Cholangiocarcinoma (CCA) is a progressively fatal form of cancer originating from the malignant transformation of hepatic biliary cholangiocytes. The present study reports for the first time in vitro growth inhibitory activities of β‐eudesmol, the bioactive sesquiterpenoid present in the rhizome of Atractylodes lancea (Thunb) DC., with respect to its underlying potential effects on heme oxygenase‐1 (HO‐1) production, STAT1/3 phosphorylation, and NF‐κB protein expression in human CCA cell line CL‐6. The cytotoxic effect of β‐eudesmol on CL‐6 cells was evaluated by MTT assay using normal human embryonic fibroblast (OUMS) as a control cell line.
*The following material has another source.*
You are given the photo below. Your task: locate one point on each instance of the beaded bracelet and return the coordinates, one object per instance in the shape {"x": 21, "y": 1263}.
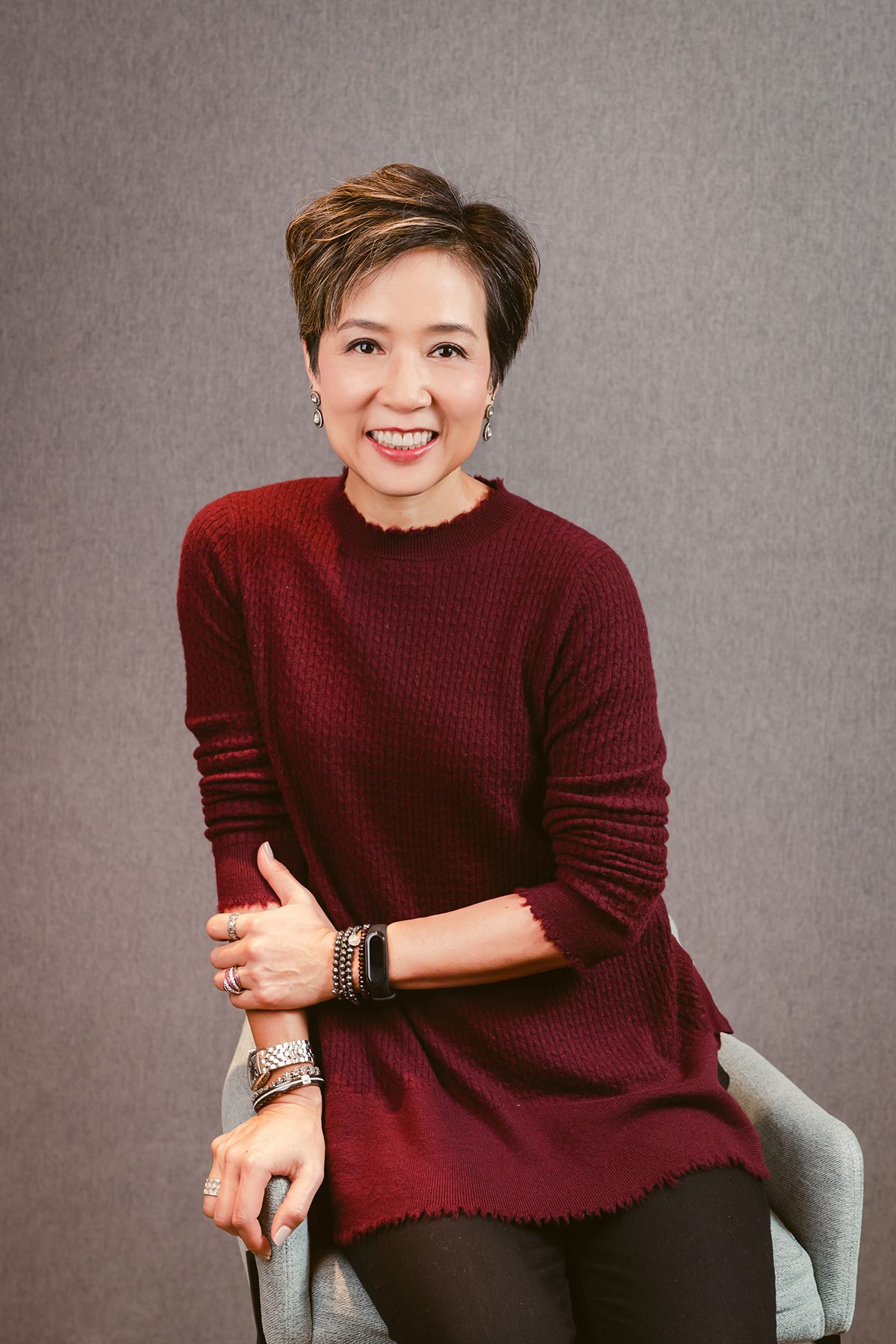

Results indicated that β‐eudesmol exhibited selective cytotoxicity towards CL‐6 compared to OUMS with mean (±SD) IC₅₀ (concentration that inhibits cell growth by 50%) values of 166.75 ± 3.69 and 240.01 ± 16.54 μmol/L, respectively. In addition, it also significantly suppressed colony forming and wound healing ability of CL‐6 cells in a concentration‐dependent manner. Western blot analysis indicated that β‐eudesmol treatment resulted in significant suppression of HO‐1 production in CL‐6 cells. Its inhibitory effects on the phosphorylation of STAT1/3 proteins and expression of NF‐κB (p65 and p50) proteins were concentration‐dependent. Taken together, these results suggest that β‐eudesmol exerts significant growth inhibitory activity on CL‐6 cells that may be linked to its inhibitory effect on the production of HO‐1, phosphorylation of STAT1/3, and expression of major NF‐κB proteins.